A problem proposal for IPhO 2019 participants

@Archit Boobna @Rajdeep Dhingra best of luck for the TSTs of IPhO 2019.

Ya, best of luck. @Pawan Goyal, do you know them? How?

first part is too well known and trivial lol

Solution: Kinetic energy: $dK = \frac{1}{2} dm {(\frac{\partial y}{\partial t})}^2 = \frac{1}{2} \rho dx {(\frac{\partial y}{\partial t})}^2 \implies \frac{dK}{dx} = \frac{1}{2} \rho {(\frac{\partial y}{\partial t})}^2$ For potential energy, $dU = T(dl-dx) = \frac{1}{2} T dx {(\frac{\partial y}{\partial x})}^{2} \implies \frac{dU}{dx} = \frac{1}{2} \rho v^2 {(\frac{\partial y}{\partial x})}^{2}$ Adding the two, we get $\frac{dE}{dx} = \frac{1}{2} (\rho(\frac {\partial y}{\partial t})^2+T(\frac{\partial y}{\partial x})^2)$ and so $\boxed{E = \int_{x=0}^{L}{\frac{1}{2} (\rho(\frac {\partial y}{\partial t})^2+T(\frac{\partial y}{\partial x})^2)}dx}$This is in general true for any one-dimensional linear wave, transverse or longitudinal, propagating or non-propagating.

And for the second part

Let $y(x,t)=\sum_{n=1,\infty}y_n(x, t)$. Plug $\frac{\partial y}{\partial x}$ and $\frac{\partial y}{\partial t}$ in the energy equation.
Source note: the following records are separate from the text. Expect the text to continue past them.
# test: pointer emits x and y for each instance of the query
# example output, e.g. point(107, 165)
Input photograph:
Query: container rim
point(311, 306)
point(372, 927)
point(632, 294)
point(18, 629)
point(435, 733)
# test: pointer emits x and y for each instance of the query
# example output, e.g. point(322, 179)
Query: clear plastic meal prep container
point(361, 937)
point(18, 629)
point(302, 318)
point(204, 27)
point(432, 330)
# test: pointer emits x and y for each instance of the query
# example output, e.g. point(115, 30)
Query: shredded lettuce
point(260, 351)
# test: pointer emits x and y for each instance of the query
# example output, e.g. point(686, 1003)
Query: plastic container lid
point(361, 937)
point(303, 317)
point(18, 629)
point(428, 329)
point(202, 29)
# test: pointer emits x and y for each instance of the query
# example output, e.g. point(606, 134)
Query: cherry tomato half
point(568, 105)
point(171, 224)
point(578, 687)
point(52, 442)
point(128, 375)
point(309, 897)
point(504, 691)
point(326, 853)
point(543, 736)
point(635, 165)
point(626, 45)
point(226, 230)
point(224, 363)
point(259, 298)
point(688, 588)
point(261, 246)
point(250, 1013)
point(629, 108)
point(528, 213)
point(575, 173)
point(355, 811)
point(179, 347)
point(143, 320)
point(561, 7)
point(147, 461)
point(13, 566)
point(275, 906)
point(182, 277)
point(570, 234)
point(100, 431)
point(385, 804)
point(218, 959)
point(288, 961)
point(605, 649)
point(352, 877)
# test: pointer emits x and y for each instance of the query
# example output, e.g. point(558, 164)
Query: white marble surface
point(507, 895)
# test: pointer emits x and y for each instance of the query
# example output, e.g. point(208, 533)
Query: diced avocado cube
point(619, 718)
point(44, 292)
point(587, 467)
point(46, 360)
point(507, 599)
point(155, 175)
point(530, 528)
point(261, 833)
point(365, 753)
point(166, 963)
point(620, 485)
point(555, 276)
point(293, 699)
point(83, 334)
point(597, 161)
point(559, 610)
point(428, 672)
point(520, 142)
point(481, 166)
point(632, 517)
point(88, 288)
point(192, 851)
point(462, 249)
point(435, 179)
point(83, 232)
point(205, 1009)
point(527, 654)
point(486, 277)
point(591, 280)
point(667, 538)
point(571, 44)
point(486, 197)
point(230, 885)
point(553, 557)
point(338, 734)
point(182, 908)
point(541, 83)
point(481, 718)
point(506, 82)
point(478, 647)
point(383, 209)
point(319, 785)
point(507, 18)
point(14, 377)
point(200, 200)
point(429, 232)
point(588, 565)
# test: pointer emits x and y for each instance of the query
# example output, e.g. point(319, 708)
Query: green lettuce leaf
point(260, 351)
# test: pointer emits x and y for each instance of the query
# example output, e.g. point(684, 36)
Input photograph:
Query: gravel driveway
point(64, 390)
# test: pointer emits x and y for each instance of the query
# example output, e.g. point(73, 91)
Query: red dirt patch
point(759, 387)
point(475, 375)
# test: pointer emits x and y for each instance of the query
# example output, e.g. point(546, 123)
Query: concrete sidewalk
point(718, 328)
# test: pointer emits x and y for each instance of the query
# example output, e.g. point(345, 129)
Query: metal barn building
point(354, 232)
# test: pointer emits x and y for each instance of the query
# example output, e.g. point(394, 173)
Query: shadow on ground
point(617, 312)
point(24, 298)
You should be able to show that $\int_{x=0}^{L}{\frac{\partial y_a}{\partial x} \cdot \frac{\partial y_b}{\partial x}}\ dx = 0$ if $a \neq b$ and likewise for $t$. Then, the only terms that remain are the squared terms, and the answer is immediate.

Overall this question is quite easy and almost everybody would get a full score in this one.